Your applications can also build custom methods into classes. You can use subprocedures or function procedures to accomplish this. By selectively exposing variables and procedures with the Public keyword, you can narrowly define what methods and properties they expose. This lets your applications define interfaces to your class objects that perform in very specific ways.

Instantiating Classes

The public methods and procedures support programmatic access by procedures outside the class. You must first instantiate the class in a host procedure within another module, using the New keyword. (You use the same keyword to instantiate objects from other classes, such as ADO Connection and Recordset objects. In fact, your applications can instantiate multiple copies of a custom class at the same time—just like the ADO classes.) After instantiating a class, the code in your host procedure manipulates the instance of the class, not the class itself. You can change a property in one instance of a form, but when you instantiate a second instance of the form it appears with the default property setting.

Custom Classes and Events

Although VBA in Access lets you build custom classes with their own properties and methods, you cannot build custom events within those classes. You can, however, design a class that hooks onto a built-in class or type library that you attach.
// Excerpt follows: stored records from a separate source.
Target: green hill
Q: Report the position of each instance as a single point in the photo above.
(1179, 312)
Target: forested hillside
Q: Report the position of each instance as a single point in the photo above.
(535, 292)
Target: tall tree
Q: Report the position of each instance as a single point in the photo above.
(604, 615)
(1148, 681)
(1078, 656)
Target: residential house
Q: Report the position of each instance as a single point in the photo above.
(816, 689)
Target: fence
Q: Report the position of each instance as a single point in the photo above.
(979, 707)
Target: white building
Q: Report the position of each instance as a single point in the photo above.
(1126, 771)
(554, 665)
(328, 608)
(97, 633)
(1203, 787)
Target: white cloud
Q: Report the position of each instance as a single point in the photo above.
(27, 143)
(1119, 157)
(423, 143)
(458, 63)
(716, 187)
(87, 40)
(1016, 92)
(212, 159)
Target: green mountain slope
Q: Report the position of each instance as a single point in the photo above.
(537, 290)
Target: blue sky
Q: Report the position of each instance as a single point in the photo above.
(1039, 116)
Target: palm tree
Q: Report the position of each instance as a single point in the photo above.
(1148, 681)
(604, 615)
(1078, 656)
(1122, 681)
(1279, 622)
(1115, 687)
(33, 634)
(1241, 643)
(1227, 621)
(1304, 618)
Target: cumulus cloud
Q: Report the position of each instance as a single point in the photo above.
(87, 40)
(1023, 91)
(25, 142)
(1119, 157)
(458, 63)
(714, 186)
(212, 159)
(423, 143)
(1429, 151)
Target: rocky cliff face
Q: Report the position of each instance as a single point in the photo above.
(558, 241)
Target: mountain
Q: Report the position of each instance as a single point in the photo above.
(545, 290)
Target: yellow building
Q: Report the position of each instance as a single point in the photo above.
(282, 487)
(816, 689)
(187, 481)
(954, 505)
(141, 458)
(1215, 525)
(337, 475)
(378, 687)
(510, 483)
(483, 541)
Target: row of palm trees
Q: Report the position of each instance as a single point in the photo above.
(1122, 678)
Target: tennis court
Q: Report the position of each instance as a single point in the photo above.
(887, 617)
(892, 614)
For example, you can build a class module that launches VBA code in response to the ItemAdded and ItemRemoved events of the References collection. This collection tracks links to external type libraries and ActiveX controls. After referencing a library, such as the Microsoft ActiveX Data Objects 2.1 Library, you can build custom events around the ADO events for the Connection and Recordset objects. These events can enable asynchronous data access that lets your application respond to users even while it remains ready to respond to a completed connection or the availability of a fetched set of records.

You use the WithEvents keyword within a Public declaration to point to an object reference that monitors and reports events within an ActiveX control. This keyword is valid only in class modules. You can define multiple variables within a module with the WithEvents keyword, but you cannot create arrays with it. Also, a declaration cannot contain both the WithEvents and New keywords.